Las Vegas home prices are growing fastest among major markets, topping long-reigning leader Seattle — but there are signs locally and nationally of a cooldown.

Southern Nevada home prices rose 13 percent in June from a year earlier, compared with a 6.2 percent rise nationally, according to the S&P CoreLogic Case-Shiller index released Tuesday.

Las Vegas’ growth rate led the 20 markets listed in the report, followed by Seattle at 12.8 percent and San Francisco at 10.7 percent.

Seattle had topped the list for almost two years, and Las Vegas’ rate was second-fastest the past 10 consecutive months. Las Vegas last led the index in July 2014, said Soogyung Jordan, S&P Dow Jones Indices’ global head of communications.

David Blitzer, managing director and chairman of S&P Dow Jones Indices’ index committee, said in a news release that even though prices are rising nationwide, “we are seeing signs that growth is easing in the housing market.”

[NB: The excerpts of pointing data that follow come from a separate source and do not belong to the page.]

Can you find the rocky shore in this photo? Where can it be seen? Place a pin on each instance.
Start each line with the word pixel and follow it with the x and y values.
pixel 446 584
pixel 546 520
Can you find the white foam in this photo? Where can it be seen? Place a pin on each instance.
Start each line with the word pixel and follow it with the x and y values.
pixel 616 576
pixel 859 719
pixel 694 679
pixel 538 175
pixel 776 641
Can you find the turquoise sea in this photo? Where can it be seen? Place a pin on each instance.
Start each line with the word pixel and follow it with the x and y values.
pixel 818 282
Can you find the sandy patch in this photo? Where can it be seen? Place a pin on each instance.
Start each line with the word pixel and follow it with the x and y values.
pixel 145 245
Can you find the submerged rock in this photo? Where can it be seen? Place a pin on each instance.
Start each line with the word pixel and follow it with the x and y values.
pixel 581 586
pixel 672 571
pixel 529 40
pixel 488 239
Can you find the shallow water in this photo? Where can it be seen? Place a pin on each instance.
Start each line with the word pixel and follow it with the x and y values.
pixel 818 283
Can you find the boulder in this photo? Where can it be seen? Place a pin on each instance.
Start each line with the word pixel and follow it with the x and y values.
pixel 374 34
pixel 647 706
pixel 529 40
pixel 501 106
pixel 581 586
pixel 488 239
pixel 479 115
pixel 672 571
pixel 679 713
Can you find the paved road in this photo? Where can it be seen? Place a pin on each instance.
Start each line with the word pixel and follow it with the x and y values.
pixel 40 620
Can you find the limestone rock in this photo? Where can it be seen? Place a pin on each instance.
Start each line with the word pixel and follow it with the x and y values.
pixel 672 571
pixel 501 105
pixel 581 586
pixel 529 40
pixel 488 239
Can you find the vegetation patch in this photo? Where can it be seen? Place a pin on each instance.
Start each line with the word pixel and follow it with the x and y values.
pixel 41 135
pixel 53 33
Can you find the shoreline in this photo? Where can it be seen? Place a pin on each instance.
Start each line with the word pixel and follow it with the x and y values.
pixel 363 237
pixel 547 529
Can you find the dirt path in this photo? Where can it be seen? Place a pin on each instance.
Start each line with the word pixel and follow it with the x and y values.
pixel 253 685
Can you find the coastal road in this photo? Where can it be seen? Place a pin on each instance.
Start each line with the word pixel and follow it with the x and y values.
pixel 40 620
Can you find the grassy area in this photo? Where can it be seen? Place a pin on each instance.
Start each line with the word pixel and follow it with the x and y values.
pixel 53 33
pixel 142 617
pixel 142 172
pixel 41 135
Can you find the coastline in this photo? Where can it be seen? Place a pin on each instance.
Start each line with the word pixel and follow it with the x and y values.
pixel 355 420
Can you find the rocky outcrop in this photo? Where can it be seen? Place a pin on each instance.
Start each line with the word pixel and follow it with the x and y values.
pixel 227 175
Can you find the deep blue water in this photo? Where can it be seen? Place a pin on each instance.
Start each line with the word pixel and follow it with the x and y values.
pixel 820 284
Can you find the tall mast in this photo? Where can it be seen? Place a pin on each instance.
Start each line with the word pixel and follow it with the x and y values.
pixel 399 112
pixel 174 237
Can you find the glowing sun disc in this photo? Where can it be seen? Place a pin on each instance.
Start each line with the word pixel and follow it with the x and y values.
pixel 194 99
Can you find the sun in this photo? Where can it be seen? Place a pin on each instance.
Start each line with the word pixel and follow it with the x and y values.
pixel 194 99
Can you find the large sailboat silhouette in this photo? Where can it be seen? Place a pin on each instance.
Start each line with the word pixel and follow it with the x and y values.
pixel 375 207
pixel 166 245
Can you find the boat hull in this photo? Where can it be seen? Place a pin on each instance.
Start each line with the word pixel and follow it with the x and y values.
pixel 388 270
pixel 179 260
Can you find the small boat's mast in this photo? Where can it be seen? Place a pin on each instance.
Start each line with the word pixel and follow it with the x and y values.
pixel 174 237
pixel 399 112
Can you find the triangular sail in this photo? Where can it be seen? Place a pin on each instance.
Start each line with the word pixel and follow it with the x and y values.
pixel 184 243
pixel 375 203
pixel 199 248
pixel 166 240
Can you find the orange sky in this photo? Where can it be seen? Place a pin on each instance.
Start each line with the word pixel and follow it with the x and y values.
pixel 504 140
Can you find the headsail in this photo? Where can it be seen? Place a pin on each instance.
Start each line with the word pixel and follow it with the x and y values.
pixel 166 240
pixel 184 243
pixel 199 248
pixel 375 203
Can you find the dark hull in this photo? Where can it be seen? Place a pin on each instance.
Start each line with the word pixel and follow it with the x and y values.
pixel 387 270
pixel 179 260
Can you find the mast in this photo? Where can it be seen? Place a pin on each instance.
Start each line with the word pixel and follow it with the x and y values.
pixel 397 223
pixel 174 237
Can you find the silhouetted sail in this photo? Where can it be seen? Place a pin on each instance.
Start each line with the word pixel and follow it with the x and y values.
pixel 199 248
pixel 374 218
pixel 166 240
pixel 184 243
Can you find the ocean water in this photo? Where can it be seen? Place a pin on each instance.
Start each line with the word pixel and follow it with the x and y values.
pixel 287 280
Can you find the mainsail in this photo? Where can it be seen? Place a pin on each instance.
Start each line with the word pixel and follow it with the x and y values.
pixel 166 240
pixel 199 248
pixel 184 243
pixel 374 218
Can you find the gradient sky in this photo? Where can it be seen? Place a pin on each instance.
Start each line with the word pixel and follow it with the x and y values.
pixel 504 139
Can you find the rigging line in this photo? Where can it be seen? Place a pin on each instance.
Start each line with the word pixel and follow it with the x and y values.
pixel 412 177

According to Blitzer, sales of new and existing homes are “roughly flat over the last six months” amid reports of increased inventory in some markets.

Rising mortgage rates and higher prices are affecting affordability, he added.

Las Vegas’ housing market accelerated over the past year or so amid low availability and strong demand, but it’s among those showing signs of a pullback.

Price growth has cooled down, sales have slowed, and the industry’s biggest trade group in town dialed back expectations that prices would reach their pre-recession peak this year.

Locally, the median sales price of previously owned single-family homes in July was $290,000, up 11.5 percent from a year earlier. By comparison, the median price was up 12.7 percent year-over-year in June and 18 percent in May, according to the Greater Las Vegas Association of Realtors.

There are also signs that Las Vegas’ inventory shortage is easing.

Around 4,800 houses were on the market without offers at the end of July, down about 4 percent from a year earlier. But as recently as January, inventory had shrunk by 36.5 percent, the GLVAR reported.

Aaron Terrazas, senior economist with home-listing site Zillow, said in a statement Tuesday that it’s “hard not to notice the winds beginning to shift in the housing market,” but those changes have not resulted in homebuyer “tailwinds” and “likely won’t until at least the end of the decade.”